New pig breed in Copenhagen Zoo

24-08-2006 | |

Zoo scientists were surprised to find out that two pigs at Copenhagen Zoo in Denmark produced some “impossible” offspring: a new hybrid was created after the mating between a babirusa and a domestic pig.

After the zoo’s lone babirusa, originally an Indonesian animal (see photo), showed signs of loneliness, personnel decided to give it company, putting two domestic pigs into the babirusa’s area. The zoo employees were baffled when a chance mating bore fruit – five small hybrid offspring which zoo experts say never should have been possible.

“That the mating produced piglets is the equivalent of a cow and a goat producing offspring,” said zoologist Bengt Holst, assistant director of Copenhagen Zoo. “While the domestic pig and the babirusa come from the same ancestor, it’s so far back that the two species today are common only at the so-called under-family level, which is the same grouping as we have with the chimpanzee.”

The new breed has not yet been classified, and zoo staff is guarded in their long-term prognosis for the species.

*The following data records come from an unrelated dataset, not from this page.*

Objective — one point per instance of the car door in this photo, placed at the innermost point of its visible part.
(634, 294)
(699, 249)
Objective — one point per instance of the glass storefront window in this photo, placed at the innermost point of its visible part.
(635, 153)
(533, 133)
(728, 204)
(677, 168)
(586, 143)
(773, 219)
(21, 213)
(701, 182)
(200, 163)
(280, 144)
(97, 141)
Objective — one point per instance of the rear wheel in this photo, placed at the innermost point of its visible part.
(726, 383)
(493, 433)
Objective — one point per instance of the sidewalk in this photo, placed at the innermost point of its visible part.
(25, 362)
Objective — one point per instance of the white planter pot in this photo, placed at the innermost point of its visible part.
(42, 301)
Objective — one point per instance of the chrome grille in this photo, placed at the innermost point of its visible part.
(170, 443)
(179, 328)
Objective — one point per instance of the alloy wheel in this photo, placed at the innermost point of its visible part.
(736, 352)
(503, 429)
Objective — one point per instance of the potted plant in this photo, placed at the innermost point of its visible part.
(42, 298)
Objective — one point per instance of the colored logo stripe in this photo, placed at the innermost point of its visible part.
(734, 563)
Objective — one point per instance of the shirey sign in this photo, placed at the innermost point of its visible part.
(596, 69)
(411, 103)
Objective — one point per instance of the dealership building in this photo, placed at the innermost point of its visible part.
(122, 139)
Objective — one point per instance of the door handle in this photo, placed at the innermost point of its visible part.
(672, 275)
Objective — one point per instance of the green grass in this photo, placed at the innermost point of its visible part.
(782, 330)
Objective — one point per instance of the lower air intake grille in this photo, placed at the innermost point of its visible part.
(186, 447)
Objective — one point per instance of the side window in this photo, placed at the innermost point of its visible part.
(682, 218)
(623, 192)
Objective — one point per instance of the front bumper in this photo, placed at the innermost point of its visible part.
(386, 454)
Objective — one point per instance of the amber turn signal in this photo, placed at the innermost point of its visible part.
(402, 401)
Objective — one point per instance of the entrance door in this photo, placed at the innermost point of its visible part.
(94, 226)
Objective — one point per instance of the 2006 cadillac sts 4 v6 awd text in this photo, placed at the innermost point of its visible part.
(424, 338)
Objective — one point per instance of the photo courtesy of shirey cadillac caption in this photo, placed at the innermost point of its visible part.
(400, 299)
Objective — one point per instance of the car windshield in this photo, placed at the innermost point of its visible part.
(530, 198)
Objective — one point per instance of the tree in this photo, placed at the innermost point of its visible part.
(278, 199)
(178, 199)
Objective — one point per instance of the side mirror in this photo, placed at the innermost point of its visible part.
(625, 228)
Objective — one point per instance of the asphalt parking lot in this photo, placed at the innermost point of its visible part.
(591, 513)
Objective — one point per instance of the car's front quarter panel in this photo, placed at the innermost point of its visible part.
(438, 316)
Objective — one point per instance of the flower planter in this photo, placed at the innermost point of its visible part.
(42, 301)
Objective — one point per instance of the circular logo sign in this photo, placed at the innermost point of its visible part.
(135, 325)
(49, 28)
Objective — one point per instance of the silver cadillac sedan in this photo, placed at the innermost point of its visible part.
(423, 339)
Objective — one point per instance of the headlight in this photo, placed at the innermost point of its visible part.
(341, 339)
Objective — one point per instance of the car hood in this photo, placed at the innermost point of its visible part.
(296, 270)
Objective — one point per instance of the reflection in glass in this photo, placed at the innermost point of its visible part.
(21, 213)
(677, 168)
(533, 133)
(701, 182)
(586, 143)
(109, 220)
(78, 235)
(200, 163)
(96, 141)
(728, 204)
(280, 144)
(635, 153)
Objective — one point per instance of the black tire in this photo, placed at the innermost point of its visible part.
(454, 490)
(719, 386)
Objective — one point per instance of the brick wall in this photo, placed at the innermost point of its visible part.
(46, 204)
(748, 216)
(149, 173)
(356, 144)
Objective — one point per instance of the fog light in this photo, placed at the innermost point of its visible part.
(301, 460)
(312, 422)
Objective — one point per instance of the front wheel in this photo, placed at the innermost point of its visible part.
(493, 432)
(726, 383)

“Hybrids usually don’t live long as pure species and I doubt that the piglets themselves can produce offspring,” Holst said.

Early signs for the piglets are good, however, and blood and tissue samples have been taken from the offspring to determine their health and, not least, their DNA make-up. The physical traits of the offspring most resemble the babirusa, both in their teeth and skin colour.